Kennzeichnend für das gesamte Stück ist eine gewisse Atemlosigkeit, die den Darstellern keinerlei Möglichkeit lässt, ihre Rollen zu entwickeln, und zu mehr zu werden, als nur zu Abziehbildern. Daher lässt die Show kalt, keiner der Charaktere lädt auch nur ansatzweise dazu ein, sich mit ihm zu identifizieren, mitzuleiden, mitzufiebern oder mitzulieben.

Das liegt in der Hauptsache am Buch (Gabriel Barylli und Christian Struppeck): Klischee-Fernsehtalkerin Lisa trifft Klischee-Teilzeitvater-Macho Axel, weil ihre Mutter und sein Vater gemeinsam aus dem Klischee-Altersheim getürmt sind, um unter der Freiheitsstatue zu heiraten. Die patente Klischee-Rentnerin und ihr potenzieller Bräutigam machen sich also auf, eine Kreuzfahrt zu buchen und werden von Lisa und Axel samt dessen Sohn aufs Schiff verfolgt. Dort kommen sich, wen wunderts, die Protagonisten näher, Lisa muss sich schließlich zwischen Axel und der ersehnten Fernsehpreisverleihung entscheiden, als Ziel winkt eine Doppelhochzeit in New York.

Diese dürre Story wird vor allem mit Hilfe von Kalauern und eher angestaubt wirkendem Wortwitz erzählt, die vor allem den ersten Akt zur trashigen Karikatur einer Boulevardkomödie machen, in der vor allem der gepresst humorige Ton, den die Darsteller anschlagen müssen, irgendwann nervt. Genauso nervig sind auf Dauer die vollkommen sinnfreien Ensembletanzstücke, die sich fast aus jedem Stück entwickeln, wenn irgendwann nach einem solistischen Teil plötzlich das Ensemble in Phantasiekostümen erscheint, eine große Revuenummer aufs Parkett legt und wie von Zauberhand wieder verschwindet.

Der zweite Akt entwickelt sich dann zum dramaturgischen Trümmerfeld. Da werden tränenschwere Vater-Sohn- und Mutter-Tochter-Konflikte angerissen, die später in einem Nebensatz im Finale erledigt werden. Da wird jedes noch so kleine Stichwort genutzt, um irgendwie in einen Song hineinzukommen (Dialog: “Wie, schon so spät? Achtung, da kommen sie!”- Auftritt des Ensembles zur Tortenschlacht mit “Aber bitte mit Sahne”).
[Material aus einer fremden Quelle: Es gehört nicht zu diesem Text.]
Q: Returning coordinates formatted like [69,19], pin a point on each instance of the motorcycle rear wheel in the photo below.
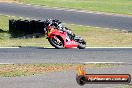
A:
[82,45]
[55,44]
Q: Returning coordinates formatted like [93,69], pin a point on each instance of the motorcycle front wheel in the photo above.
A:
[57,43]
[82,44]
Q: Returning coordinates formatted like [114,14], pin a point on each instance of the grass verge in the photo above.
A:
[14,70]
[95,37]
[110,6]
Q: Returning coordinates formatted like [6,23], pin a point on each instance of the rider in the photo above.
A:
[57,24]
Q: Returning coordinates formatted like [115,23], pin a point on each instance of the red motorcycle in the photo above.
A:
[59,39]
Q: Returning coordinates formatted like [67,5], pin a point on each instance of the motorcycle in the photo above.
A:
[60,39]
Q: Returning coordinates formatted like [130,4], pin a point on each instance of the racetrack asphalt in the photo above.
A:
[66,79]
[73,17]
[51,55]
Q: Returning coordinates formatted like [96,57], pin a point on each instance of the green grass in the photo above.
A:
[110,6]
[16,70]
[95,37]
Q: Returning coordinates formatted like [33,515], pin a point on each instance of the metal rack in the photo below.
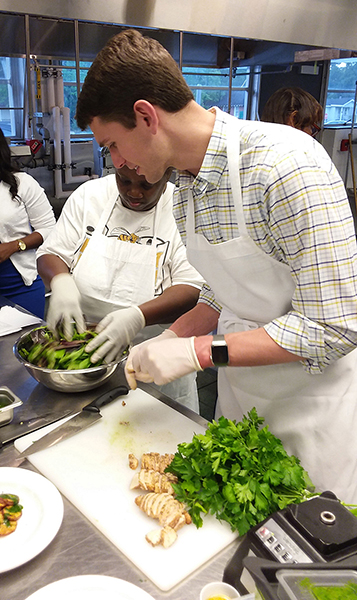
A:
[351,141]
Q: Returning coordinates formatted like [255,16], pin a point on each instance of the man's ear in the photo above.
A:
[145,112]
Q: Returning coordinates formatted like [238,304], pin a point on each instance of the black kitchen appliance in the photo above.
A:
[319,530]
[275,581]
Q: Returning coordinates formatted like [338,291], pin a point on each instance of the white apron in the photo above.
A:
[315,416]
[111,275]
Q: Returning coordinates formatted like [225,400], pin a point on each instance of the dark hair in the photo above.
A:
[288,100]
[7,169]
[130,67]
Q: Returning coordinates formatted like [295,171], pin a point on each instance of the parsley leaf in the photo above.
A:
[239,472]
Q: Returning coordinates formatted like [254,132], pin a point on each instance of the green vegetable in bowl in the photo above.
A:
[44,350]
[238,472]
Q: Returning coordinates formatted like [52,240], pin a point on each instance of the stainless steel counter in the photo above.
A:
[79,548]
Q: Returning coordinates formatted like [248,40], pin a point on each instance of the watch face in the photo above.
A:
[219,354]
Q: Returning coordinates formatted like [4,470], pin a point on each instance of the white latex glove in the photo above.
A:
[161,361]
[64,305]
[116,331]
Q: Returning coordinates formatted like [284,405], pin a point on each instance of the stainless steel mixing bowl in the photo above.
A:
[79,380]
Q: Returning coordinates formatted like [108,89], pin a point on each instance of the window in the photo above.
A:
[70,87]
[210,87]
[341,92]
[12,79]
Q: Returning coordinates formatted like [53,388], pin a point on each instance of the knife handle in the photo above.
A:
[107,397]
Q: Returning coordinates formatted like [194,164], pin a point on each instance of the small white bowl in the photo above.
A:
[219,589]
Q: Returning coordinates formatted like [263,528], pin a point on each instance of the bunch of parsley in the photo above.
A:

Da werden kurz vorhandene Chancen, den Figuren etwas Tiefe zu geben, sofort wieder vergeben. So versucht Axel, Lisa nach der Nachricht vom Gewinn eines Fernsehpreises von der sofortigen Abreise zurückzuhalten. Sein “Gib mir Deine Angst” wird von ihr jedoch sofort mit einem Rückfall in den alten Kommandoton gekontert, bevor sie, en passant auch mit ihrer Mutter brechend, abrauscht. Dass sie dann auf der Verleihungszeremonie des Preises nicht auftaucht, sondern unmittelbar in dessen Übertragung auf das Schiff hinein wieder an Bord erscheint, um ihren Liebsten in die Arme zu sinken, wirkt ebenso unfertig inszeniert, wie der nur noch rudimentär von dramaturgischer Führung begleitete plötzliche Entschluss zur Doppelhochzeit mit dem anschließenden Finale. Auf “Heute beginnt der Rest deines Lebens” folgt noch ein irgendwo zwischen Megamix und Zugabe platziertes “Ich war noch niemals in New York”, in dem die Protagonisten verspätet im Hochzeitsoutfit erscheinen und von dem eigentlich niemand weiß, warum es noch gesungen wird.
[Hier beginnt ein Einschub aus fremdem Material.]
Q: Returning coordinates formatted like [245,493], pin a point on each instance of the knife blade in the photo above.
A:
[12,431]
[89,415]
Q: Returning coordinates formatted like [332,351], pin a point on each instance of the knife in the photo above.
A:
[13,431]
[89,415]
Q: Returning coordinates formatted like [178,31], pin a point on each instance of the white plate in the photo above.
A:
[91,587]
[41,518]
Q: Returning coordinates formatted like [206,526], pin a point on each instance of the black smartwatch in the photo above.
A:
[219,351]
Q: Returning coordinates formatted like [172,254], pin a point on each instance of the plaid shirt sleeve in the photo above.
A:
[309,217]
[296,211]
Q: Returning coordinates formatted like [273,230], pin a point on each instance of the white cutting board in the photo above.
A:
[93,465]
Da ist es ein Trost, dass das hübsch bunte Bühnenbild mit einem Drehkarussel mit drei Schiffsszenarien (Kabinen, Treppenhaus und Deck) und einer schier endlosen durchs Bild geschobenen Deckskulisse schön anzuschauen ist. Es wird aber zumeist nur in den choreographierten Szenen voll genutzt, das restliche Staging bleibt eher statisch.
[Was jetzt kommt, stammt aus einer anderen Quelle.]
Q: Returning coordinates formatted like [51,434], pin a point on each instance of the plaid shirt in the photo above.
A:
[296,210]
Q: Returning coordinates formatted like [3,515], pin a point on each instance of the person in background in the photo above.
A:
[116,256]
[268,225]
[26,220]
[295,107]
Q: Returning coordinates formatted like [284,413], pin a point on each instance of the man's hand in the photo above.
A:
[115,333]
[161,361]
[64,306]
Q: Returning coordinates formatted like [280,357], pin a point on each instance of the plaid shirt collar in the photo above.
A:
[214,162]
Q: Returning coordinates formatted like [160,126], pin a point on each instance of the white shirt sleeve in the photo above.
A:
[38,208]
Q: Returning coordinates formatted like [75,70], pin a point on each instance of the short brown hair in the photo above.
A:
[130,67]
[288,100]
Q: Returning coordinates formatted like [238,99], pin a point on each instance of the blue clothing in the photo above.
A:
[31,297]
Den Hauptdarstellern ist in der Show der kleinste Vorwurf zu machen. Sie geben ihr Bestes: Kerstin Marie Mäkelburg muss den gesamten ersten Akt als toughe Talkshowlady im Dominaton Befehle bellen und darf erst im zweiten Akt ansatzweise menschliche Züge zeigen. Jerry Marwig gibt den Grundsympathen mit Kodderschnauze, hat aber keinerlei Chance, seinen Charakter zu entwickeln. Ingeborg Krabbe und Horst Schultheiss als Rentnerpaar spielen sympathisch, wirken aber von der Regie oftmals vollkommen alleingelassen und stapfen zumeist irgendwann einfach von der Bühne. Veit Schäfermeier und Ronny Rindler als Lisas Vertraute Fred und Costa geben die tuckenden Klischeeschwulen, die ihrer Chefin ansonsten diensteifrig ergeben sind. Sie dürfen sich auch auf der Bühne küssen und haben zugleich mit “Griechischer Wein” und dem “Ehrenwerten Haus” die beiden Glanznummern der Show, die vom Publikum wie jeder der bekannteren Songs schon beim Erklingen der ersten Töne begeistert bejubelt werden.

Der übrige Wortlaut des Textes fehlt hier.